US Federal Reserve will opt to maintain its current interest rates during the meeting on September 19-20 despite persistent inflation levels exceeding the central bank's target range while the US economy remains resilient. The two-day Federal Open Market Committee (FOMC) meeting begins today (September 19) and its outcome is due on Wednesday (September 20). The US Fed has been raising rates since March 2022 and this could be the second time since then that the Fed may maintain a pause on interest rate hikes.

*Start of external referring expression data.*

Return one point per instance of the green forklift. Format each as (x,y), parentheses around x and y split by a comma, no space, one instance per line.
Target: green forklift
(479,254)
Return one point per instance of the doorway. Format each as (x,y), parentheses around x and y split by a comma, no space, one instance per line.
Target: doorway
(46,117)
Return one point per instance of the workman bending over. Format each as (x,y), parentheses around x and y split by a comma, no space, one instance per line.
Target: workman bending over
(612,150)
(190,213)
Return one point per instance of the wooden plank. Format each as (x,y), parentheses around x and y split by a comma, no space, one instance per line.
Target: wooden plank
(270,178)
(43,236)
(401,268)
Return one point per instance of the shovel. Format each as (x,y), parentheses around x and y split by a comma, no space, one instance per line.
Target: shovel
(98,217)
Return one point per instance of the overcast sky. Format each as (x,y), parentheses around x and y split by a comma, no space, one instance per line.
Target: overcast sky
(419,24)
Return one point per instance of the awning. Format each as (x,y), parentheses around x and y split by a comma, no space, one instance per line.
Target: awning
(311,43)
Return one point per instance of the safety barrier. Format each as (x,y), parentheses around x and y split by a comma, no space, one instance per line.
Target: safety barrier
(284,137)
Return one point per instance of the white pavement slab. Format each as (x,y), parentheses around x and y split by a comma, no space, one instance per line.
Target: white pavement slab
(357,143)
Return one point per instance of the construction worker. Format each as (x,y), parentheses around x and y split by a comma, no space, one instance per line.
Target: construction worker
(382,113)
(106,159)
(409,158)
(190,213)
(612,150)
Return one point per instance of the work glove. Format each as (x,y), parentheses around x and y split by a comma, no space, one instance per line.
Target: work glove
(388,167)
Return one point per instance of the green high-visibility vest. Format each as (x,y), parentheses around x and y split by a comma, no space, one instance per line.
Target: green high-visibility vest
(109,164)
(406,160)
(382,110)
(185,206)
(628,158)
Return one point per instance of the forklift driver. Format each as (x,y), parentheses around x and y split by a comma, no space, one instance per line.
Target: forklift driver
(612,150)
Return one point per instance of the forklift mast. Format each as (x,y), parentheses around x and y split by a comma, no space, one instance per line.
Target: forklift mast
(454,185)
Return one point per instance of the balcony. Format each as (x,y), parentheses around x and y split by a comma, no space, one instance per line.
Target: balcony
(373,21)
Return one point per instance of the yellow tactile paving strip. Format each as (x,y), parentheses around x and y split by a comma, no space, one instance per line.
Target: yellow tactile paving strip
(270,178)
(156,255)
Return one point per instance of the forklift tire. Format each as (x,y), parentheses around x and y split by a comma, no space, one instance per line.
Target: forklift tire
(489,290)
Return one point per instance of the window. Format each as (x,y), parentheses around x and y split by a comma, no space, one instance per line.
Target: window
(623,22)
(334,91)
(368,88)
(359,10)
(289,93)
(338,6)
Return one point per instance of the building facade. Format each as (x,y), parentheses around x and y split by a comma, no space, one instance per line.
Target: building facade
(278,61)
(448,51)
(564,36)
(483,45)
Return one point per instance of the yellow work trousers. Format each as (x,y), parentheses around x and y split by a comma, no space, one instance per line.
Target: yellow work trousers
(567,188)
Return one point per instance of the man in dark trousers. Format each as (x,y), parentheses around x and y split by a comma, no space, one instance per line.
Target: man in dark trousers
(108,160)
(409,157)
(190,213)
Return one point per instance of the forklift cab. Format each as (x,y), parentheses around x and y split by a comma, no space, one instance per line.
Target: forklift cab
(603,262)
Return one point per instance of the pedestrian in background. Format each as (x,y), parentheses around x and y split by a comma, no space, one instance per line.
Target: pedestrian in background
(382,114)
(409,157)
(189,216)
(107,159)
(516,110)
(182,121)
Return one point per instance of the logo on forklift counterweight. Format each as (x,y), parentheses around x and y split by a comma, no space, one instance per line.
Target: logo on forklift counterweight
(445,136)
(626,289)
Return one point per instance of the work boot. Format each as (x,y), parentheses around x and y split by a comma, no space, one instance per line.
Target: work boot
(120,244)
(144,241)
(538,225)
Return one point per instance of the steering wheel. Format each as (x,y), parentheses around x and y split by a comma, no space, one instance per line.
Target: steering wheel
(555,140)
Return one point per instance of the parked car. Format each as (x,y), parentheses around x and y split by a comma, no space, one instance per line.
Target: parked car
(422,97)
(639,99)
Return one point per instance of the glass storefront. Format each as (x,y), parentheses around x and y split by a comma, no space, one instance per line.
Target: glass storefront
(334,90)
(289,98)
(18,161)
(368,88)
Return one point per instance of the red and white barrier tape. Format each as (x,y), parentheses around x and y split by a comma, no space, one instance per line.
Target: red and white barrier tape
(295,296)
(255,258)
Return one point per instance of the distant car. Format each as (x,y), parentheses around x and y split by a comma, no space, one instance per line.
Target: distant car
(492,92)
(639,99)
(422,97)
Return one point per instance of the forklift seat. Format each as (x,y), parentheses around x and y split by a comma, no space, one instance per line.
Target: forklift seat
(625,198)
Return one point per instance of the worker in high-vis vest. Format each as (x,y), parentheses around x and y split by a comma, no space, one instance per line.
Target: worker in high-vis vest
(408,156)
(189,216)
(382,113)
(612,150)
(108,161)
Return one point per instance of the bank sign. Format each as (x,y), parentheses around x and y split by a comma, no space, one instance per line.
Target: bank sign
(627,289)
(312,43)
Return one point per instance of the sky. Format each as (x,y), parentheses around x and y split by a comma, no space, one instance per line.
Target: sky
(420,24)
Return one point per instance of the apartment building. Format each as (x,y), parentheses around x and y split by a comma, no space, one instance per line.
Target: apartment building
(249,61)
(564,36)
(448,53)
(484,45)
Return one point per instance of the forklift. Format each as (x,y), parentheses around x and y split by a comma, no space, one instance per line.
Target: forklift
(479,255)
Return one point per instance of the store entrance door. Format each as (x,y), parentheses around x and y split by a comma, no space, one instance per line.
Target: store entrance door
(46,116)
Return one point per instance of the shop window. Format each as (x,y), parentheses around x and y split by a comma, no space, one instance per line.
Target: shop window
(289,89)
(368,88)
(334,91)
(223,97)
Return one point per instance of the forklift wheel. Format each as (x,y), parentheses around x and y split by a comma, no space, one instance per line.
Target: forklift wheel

While a pause seems highly likely, the possibility of a rate cut is extremely feeble at this juncture. Markets across the globe will closely watch what the US Fed Chairman Jerome Powell says about inflation and the US economy. The Fed is expected to maintain a status quo on rates in September but experts see a possibility of one rate hike in the coming policy meetings.
V K Vijayakumar, Chief Investment Strategist at Geojit Financial Services believes the Fed will likely hold rates this time but the tone of the Fed commentary will likely be a bit hawkish since inflation continues to be high despite some easing. Vijayakumar anticipates one more rate hike of 25bps in the next meet and a hold thereafter. "The Fed always responds to incoming data.
However, the current trend indicates the possibility of a rate cut only by the second quarter of the next year (Q2CY24)," said Vijayakumar. Madhavi Arora, Lead Economist at Emkay Global Financial Services, has a similar view. "We are not expecting any action from the Fed amid incipient signs of a cooling labour Market and demand-led inflation, but expect them to keep one more hike intact in the dot chart and sound cautious and data-dependent," said Arora.